The Elegy Written in a Country Church-Yard, is, perhaps, the first of the kind in any language; its subject, like the subject of Milton's Epic, is universally interesting, the allegorical imagery is sublime, and the natural description picturesque; the sentiment is mostly simple and pathetic, and the versification has a melody, which has not often been attained, and cannot be surpassed.
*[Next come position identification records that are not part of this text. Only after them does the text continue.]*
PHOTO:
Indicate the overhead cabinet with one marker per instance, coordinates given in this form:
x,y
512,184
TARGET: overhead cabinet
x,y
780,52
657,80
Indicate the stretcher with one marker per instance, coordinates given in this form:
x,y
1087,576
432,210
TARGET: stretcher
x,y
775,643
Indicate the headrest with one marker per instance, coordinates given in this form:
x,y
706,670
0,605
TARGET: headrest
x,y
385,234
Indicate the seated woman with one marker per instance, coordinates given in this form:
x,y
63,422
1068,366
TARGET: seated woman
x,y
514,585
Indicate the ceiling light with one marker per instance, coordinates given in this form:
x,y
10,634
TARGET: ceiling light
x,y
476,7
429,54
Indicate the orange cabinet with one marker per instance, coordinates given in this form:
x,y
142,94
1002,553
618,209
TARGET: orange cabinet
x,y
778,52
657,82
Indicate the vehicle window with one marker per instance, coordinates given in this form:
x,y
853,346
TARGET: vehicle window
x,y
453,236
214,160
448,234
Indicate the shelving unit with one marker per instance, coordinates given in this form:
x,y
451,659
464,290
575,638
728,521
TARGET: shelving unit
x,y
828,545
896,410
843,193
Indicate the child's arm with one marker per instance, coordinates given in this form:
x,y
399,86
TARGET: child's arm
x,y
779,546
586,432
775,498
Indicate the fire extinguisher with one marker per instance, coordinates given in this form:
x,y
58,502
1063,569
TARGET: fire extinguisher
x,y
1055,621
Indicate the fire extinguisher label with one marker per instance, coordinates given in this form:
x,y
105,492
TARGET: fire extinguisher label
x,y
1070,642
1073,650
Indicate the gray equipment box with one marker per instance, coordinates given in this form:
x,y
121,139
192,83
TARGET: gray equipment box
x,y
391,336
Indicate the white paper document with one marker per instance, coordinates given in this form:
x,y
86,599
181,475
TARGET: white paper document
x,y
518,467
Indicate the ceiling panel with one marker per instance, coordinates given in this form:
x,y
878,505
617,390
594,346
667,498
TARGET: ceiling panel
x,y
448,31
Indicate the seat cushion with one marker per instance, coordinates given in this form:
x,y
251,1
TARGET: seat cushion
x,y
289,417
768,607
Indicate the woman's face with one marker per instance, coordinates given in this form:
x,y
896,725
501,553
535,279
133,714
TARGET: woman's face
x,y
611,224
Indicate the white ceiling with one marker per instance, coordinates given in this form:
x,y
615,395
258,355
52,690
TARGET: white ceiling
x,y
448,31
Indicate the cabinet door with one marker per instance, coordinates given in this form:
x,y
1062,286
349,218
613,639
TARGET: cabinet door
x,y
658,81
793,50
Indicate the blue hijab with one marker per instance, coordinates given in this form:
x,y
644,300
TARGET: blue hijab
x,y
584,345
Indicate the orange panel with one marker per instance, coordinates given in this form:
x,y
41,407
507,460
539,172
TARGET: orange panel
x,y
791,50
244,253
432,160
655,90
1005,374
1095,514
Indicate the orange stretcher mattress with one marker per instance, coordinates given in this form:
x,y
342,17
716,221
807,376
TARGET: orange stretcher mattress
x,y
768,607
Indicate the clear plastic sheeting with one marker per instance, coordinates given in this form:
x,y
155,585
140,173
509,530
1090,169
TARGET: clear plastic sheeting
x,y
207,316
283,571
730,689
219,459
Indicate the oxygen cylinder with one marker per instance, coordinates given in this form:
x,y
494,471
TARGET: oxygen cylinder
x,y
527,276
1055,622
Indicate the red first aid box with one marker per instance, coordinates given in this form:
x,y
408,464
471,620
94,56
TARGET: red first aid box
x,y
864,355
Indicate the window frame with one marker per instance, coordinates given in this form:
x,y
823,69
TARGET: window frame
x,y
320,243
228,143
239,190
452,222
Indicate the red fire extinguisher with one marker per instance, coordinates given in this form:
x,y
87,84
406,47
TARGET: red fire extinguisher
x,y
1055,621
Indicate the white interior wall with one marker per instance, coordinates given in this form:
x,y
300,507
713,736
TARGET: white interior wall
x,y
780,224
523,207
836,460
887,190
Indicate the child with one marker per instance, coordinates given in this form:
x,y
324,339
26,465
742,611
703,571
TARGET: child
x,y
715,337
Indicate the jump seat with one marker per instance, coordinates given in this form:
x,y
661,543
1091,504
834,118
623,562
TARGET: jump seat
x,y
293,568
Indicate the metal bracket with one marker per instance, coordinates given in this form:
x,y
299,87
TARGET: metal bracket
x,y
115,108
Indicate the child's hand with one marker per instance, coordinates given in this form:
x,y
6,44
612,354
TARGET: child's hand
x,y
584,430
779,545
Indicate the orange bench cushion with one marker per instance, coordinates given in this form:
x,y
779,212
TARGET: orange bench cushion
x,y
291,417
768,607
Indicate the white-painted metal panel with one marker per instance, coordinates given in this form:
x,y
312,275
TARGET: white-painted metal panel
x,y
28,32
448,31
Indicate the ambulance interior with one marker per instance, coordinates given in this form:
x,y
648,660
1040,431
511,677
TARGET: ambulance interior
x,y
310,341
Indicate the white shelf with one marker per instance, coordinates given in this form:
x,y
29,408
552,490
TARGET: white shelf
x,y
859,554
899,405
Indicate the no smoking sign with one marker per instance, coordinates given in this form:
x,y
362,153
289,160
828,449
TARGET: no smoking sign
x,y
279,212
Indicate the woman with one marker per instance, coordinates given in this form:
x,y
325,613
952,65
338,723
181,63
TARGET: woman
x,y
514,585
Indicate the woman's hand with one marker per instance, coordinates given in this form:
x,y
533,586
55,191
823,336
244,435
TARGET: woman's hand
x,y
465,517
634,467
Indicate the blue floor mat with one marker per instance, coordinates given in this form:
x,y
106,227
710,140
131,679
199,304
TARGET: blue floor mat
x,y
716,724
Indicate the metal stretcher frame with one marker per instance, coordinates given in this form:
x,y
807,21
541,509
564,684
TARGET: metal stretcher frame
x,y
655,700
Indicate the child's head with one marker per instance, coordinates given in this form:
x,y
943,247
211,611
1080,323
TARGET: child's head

The principal respect in which it has been supposed defective is want of a plan. Dr. Knox, in his Essays, has observed, "that it is thought by some to be no more than a confused heap of splendid ideas, thrown together without order, and without proportion." That it is, however, not destitute of plan, is sufficiently demonstrated by [John] Scott [of Amwell], in his Critical Essays. The analysis shows, that it is perfectly regular, though simple in its general plan; but the arrangement might perhaps have been in some parts improved. Some passages have been censured by Mr. Kelly, in the Babler, with great injustice. Unacknowledged imitations of Collins, Young, Pope, Tickell, Thomson, &c. have been pointed out by other critics. These, however, are by no means certain. There are so many instances of a coincidence totally casual, that it is difficult to ascertain what is, or is not really a designed or accidental imitation. When Gray condescends to imitate, he recovers his level at least by some new thoughts, some dignity of verse, or some luminous embellishments of diction.